The busts in Austin were an intensification of this tried-and-true technique. There were adults involved in this case, though, reeking of a hardened bad-attitude. The supposed threat to the 911 system, apparently posed by the E911 document, had nerved law enforcement to extraordinary effort. The 911 system is, of course, the emergency dialling system used by the police themselves. Any threat to it was a direct and insolent hacker menace to the electronic home-turf of American law enforcement.

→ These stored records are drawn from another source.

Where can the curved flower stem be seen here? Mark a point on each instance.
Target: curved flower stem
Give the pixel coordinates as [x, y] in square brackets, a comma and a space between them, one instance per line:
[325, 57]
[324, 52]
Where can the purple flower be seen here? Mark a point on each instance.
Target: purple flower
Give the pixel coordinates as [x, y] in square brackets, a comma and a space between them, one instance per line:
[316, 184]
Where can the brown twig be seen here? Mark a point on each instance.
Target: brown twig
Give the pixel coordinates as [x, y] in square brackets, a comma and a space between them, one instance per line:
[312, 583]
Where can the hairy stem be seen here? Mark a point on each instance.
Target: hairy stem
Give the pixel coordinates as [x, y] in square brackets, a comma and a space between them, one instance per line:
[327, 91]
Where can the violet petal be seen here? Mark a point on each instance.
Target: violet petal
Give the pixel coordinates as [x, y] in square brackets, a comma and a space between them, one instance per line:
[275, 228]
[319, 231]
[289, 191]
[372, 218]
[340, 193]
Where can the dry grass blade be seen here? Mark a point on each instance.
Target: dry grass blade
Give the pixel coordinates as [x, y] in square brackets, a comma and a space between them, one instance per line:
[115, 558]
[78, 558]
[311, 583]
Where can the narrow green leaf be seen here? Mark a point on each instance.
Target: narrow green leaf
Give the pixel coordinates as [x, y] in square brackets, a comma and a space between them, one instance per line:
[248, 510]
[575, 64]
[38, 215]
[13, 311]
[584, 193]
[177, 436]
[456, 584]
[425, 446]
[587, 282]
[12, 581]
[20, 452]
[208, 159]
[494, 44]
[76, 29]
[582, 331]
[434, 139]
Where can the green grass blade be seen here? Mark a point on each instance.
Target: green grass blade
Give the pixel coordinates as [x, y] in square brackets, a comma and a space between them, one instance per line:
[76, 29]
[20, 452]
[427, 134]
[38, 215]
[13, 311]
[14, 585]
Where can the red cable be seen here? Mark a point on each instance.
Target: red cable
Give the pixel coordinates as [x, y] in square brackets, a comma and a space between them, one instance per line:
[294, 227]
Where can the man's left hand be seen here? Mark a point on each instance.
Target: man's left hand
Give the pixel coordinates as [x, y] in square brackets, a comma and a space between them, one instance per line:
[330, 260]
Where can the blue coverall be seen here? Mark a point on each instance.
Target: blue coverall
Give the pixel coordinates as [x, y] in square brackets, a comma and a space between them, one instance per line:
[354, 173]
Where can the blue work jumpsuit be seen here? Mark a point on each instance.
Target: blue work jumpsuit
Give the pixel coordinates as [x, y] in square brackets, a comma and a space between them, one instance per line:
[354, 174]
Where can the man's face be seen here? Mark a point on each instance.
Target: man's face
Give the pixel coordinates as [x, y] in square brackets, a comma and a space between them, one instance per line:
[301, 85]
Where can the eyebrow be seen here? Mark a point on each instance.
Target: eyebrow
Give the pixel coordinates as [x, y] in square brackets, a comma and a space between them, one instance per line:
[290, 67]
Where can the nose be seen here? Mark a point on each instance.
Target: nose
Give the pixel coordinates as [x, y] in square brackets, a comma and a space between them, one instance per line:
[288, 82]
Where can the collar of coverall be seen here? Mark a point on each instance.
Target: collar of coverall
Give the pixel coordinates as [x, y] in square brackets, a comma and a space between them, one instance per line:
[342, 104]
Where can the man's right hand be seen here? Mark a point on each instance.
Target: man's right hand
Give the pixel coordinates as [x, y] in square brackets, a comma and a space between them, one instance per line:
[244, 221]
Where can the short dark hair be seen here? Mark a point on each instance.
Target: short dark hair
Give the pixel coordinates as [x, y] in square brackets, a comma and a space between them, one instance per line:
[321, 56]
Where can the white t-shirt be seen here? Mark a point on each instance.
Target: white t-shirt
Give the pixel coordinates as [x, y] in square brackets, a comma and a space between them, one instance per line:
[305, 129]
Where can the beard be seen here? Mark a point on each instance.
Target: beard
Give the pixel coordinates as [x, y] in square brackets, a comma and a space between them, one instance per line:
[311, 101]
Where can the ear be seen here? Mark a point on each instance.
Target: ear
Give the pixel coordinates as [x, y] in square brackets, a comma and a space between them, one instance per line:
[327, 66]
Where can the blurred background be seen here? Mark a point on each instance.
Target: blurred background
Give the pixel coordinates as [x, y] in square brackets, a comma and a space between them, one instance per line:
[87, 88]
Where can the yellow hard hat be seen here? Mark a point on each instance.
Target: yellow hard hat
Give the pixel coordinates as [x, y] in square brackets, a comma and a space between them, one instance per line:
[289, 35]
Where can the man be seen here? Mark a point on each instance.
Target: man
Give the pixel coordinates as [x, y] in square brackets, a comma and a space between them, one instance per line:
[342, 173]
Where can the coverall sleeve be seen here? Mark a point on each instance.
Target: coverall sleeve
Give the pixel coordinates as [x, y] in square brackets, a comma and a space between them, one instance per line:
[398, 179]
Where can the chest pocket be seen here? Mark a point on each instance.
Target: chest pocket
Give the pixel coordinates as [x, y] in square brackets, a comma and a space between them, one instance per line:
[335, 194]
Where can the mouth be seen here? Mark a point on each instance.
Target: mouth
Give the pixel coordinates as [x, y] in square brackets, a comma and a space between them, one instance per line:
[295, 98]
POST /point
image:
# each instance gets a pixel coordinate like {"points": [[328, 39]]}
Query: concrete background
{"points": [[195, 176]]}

Had Steve Jackson been arrested and directly accused of a plot to destroy the 911 system, the resultant embarrassment would likely have been sharp, but brief. The Chicago group, instead, chose total operational security. They may have suspected that their search for E911, once publicized, would cause that "dangerous" document to spread like wildfire throughout the underground. Instead, they allowed the misapprehension to spread that they had raided Steve Jackson to stop the publication of a book: GURPS Cyberpunk. This was a grave public-relations blunder which caused the darkest fears and suspicions to spread -- not in the hacker underground, but among the general public.

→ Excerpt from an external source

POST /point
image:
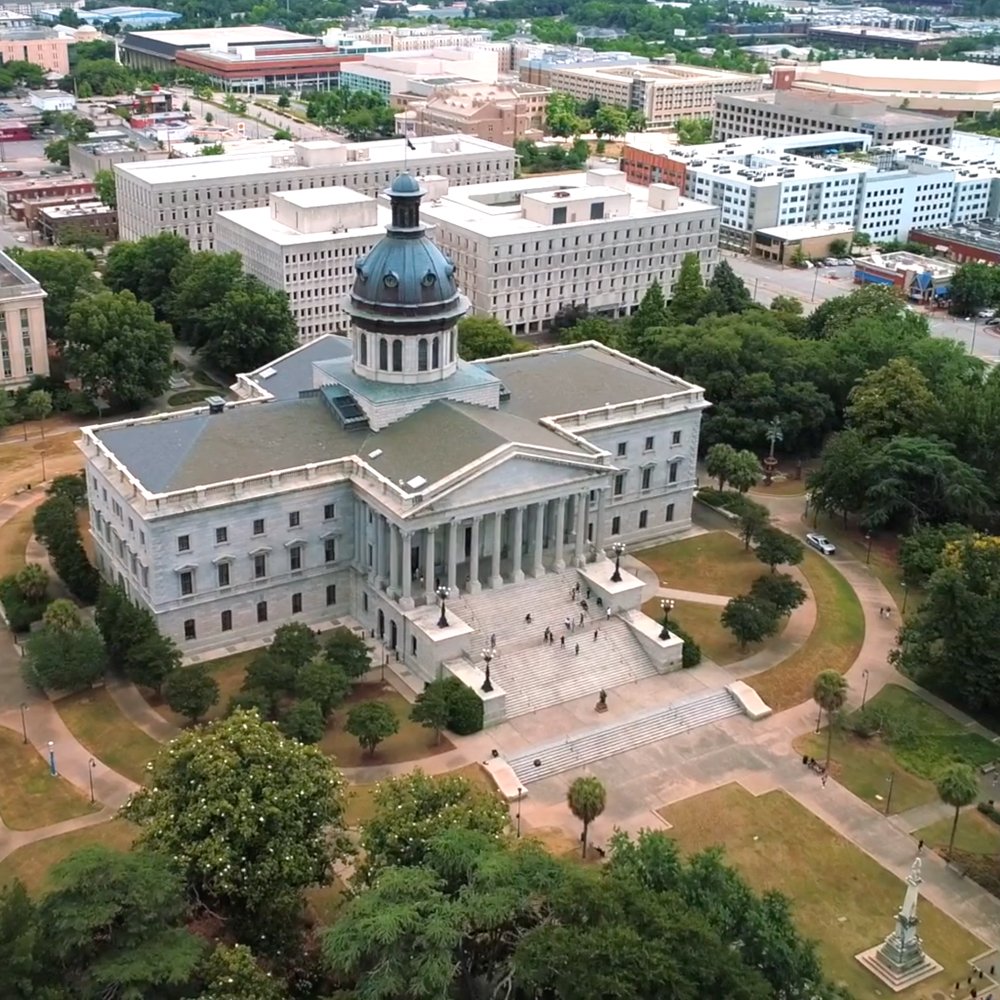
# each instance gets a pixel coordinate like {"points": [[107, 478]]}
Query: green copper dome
{"points": [[406, 284]]}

On March 1, 1990, 21-year-old hacker Chris Goggans (aka "Erik Bloodaxe") was wakened by a police revolver levelled at his head. He watched, jittery, as Secret Service agents appropriated his 300 baud terminal and, rifling his files, discovered his treasured source-code for the notorious Internet Worm. Goggans, a co-sysop of "Phoenix Project" and a wily operator, had suspected that something of the like might be coming. All his best equipment had been hidden away elsewhere. They took his phone, though, and considered hauling away his hefty arcade-style Pac-Man game, before deciding that it was simply too heavy. Goggans was not arrested. To date, he has never been charged with a crime. The police still have what they took, though.

Blankenship was less wary. He had shut down "Phoenix" as rumors reached him of a crackdown coming. Still, a dawn raid rousted him and his wife from bed in their underwear, and six Secret Service agents, accompanied by a bemused Austin cop and a corporate security agent from Bellcore, made a rich haul. Off went the works, into the agents' white Chevrolet minivan: an IBM PC-AT clone with 4 meg of RAM and a 120-meg hard disk; a Hewlett-Packard LaserJet II printer; a completely legitimate and highly expensive SCO-Xenix 286 operating system; Pagemaker disks and documentation; the Microsoft Word word-processing program; Mrs. Blankenship's incomplete academic thesis stored on disk; and the couple's telephone. All this property remains in police custody today.